The book is a product of a research project led by Karin Winroth, a business scholar at Södertörn University, including also Hans Kjellberg and Jesper Blomberg, both Associate Professors at the Stockholm School of Economics.
Several overlapping Markets are called ‘the Financial Market’
Karin Winroth explains that the various experts who participate in the stock market or its auxiliary services, perceive of corporate shares in various ways depending on their professional tasks.
What in everyday language is referred to as ‘the financial market’ is actually several different markets that partially overlap. This can for instance be the primary and secondary stock market, currency markets, and bond markets. Depending on what the experts work with, they will refer to different parts of these markets in their discussions and recommendations.
When the media report on the financial markets there are thus different stories presented depending on whether they are talking with an analyst, a trader, a broker or a corporate banker.
It’s not surprising that the functioning of financial markets are hard to grasp, as these different experts will refer to various parts when commenting upon the markets.
The new book is intended to illuminate how the practices of the experts’ contribute to how financial markets are shaped and are understood. Whether actors within the markets take interest in such information probably varies.
– The actors in financial markets can in some respects benefit from a fuzzy conception of the markets, says Karin Winroth. This makes it easier to blame the ‘invisible hand’ of the market, and they can thereby avoid taking full responsibility for activities that they participate in.
The new book introduces the reader to the financial world. It focuses on stocks, stock markets and the experts working within these markets. It describes in everyday terms the various practices of the expert work involved in what is called investment banking and how this section of the ‘financial machinery’ functions. The analyses focus upon the consequences these practices have for investment banks, investors, and corporations.

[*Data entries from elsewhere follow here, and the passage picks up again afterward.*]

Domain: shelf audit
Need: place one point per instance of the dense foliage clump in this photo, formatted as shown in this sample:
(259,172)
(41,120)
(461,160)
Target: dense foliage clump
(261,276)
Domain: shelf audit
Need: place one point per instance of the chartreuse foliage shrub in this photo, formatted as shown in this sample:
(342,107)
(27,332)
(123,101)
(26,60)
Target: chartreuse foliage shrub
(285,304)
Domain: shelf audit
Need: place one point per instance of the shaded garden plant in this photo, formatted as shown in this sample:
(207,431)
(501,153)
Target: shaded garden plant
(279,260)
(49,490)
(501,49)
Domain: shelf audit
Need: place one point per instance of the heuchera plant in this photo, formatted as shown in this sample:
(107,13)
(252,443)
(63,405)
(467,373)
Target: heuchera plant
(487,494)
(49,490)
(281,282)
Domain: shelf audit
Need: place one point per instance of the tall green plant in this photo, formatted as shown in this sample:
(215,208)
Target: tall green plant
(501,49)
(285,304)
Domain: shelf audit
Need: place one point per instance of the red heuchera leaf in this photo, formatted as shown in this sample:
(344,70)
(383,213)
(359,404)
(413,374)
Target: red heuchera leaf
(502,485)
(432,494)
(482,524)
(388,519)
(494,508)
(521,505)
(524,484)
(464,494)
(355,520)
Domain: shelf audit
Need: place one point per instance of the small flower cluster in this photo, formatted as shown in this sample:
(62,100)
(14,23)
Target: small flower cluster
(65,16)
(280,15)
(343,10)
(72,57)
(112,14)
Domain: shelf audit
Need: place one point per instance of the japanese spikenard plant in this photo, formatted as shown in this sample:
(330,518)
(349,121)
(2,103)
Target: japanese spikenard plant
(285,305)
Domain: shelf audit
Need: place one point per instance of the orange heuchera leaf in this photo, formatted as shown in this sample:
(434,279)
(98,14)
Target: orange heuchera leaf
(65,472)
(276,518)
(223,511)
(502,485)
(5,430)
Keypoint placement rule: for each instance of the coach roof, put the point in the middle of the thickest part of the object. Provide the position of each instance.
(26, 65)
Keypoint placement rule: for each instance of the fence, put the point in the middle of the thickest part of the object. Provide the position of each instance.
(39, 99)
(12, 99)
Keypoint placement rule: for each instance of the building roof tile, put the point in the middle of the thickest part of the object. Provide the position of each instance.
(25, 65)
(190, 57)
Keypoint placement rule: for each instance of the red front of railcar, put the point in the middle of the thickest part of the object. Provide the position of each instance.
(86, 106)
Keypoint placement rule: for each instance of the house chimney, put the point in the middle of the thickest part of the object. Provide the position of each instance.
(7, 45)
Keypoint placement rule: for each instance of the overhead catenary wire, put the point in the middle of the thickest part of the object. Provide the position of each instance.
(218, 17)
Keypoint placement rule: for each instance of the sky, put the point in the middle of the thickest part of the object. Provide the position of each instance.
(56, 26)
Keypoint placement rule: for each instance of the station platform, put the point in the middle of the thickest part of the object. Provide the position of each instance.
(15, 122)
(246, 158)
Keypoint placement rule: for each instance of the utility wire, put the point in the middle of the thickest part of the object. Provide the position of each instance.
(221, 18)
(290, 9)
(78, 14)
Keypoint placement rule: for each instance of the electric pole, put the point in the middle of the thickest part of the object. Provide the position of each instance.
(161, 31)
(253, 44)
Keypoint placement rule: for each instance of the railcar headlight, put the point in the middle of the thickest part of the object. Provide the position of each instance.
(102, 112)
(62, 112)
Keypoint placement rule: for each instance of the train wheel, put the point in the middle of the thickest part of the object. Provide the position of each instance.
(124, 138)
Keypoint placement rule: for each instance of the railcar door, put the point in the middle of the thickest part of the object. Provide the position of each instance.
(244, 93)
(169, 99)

The book follows the route of a share through the system, which provides an understanding of what the various experts do. The practice of each expert group is presented in separate chapters and analyzed. This is followed by one chapter analyzing the interplay of the experts and a final chapter presenting the experts contribution in the enactment of the financial markets.
The authors have interviewed several people with experience from Swedish and international investment banks. As the practices of investment banking are international, the findings of the project are relevant globally.
The comprehensive data presented in the book is unique. It is moreover unusual to find studies that cover all four expert groups involved in investment banking and their interaction.
The research project “Organizing the Multi-Professional Market Maker” is funded by the Bank of Sweden Tercentenary Fund.